Acone, Ludmila. "Between Mars and Venus: the gender of dance in fifteenth-century Italy." Clio. Women, Gender, History 46 (2017): 131-144.

URL (Open Access): https://www.cairn-int.info/journal-clio-women-gender-history-2017-2.htm
URL article in spanish (Open Access): https://www.cairn-mundo.info/revista-clio-femmes-genre-histoire-2017-2.htm
URL article in french (Open Access): https://www.cairn.info/revue-clio-femmes-genre-histoire-2017-2.htm


Abstract:
In Italian courts of the fifteenth century, dance and combat, essential aspects of education for the nobility, helped define behavioural codes for both women and men.

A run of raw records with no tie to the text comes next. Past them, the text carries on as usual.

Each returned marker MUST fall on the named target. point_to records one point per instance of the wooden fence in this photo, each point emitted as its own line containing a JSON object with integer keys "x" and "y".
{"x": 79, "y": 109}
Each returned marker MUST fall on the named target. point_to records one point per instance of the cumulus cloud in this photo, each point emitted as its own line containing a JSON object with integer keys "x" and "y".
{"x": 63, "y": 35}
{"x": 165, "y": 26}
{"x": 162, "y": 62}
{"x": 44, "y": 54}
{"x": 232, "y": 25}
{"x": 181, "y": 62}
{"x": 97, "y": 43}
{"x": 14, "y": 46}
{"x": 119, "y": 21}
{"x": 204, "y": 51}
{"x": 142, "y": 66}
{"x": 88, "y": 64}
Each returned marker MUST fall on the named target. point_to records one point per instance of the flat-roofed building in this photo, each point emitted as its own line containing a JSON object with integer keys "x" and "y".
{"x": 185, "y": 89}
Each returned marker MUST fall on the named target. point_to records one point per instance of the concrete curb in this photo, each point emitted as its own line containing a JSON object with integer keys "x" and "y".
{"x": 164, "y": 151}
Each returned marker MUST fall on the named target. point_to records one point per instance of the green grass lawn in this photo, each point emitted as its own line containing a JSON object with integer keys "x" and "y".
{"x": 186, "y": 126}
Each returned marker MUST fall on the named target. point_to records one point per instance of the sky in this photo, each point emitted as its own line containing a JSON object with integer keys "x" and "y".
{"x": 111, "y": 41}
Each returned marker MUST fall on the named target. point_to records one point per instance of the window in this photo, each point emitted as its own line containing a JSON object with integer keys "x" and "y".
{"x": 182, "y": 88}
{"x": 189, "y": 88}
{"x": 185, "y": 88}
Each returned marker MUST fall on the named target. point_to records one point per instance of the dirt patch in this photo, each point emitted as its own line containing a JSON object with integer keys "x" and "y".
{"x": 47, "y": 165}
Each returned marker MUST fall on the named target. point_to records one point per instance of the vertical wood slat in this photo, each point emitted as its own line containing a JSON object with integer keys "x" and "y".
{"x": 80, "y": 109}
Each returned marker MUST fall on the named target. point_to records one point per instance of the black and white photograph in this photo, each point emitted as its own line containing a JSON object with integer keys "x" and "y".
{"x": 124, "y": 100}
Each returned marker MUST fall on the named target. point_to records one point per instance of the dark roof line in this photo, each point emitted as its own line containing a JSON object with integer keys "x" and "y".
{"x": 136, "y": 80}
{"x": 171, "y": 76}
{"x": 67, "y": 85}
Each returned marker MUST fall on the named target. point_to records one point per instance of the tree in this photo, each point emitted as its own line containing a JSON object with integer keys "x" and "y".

Quattrocento dance masters constructed and defined the theory and practice of an elite dance culture by producing a discourse compliant with political, social and gendered norms. Guglielmo Ebreo’s writing, for example, defines precise roles for dancing women and men. Antonio Cornazzano, a military man, poet and humanist, expresses his vision of propriety via a general concept of gender complementarity. Through the intervention of these dancing masters, the “virile” values attributed to masculinity took center stage in the evolution of court life. Techniques of the body represented both a reality and a form of political discourse in which the masculine and the feminine were embodied according to the models of Mars and of Venus, two elements of the Concordia discors, in which women were trained to dance and men trained to fight.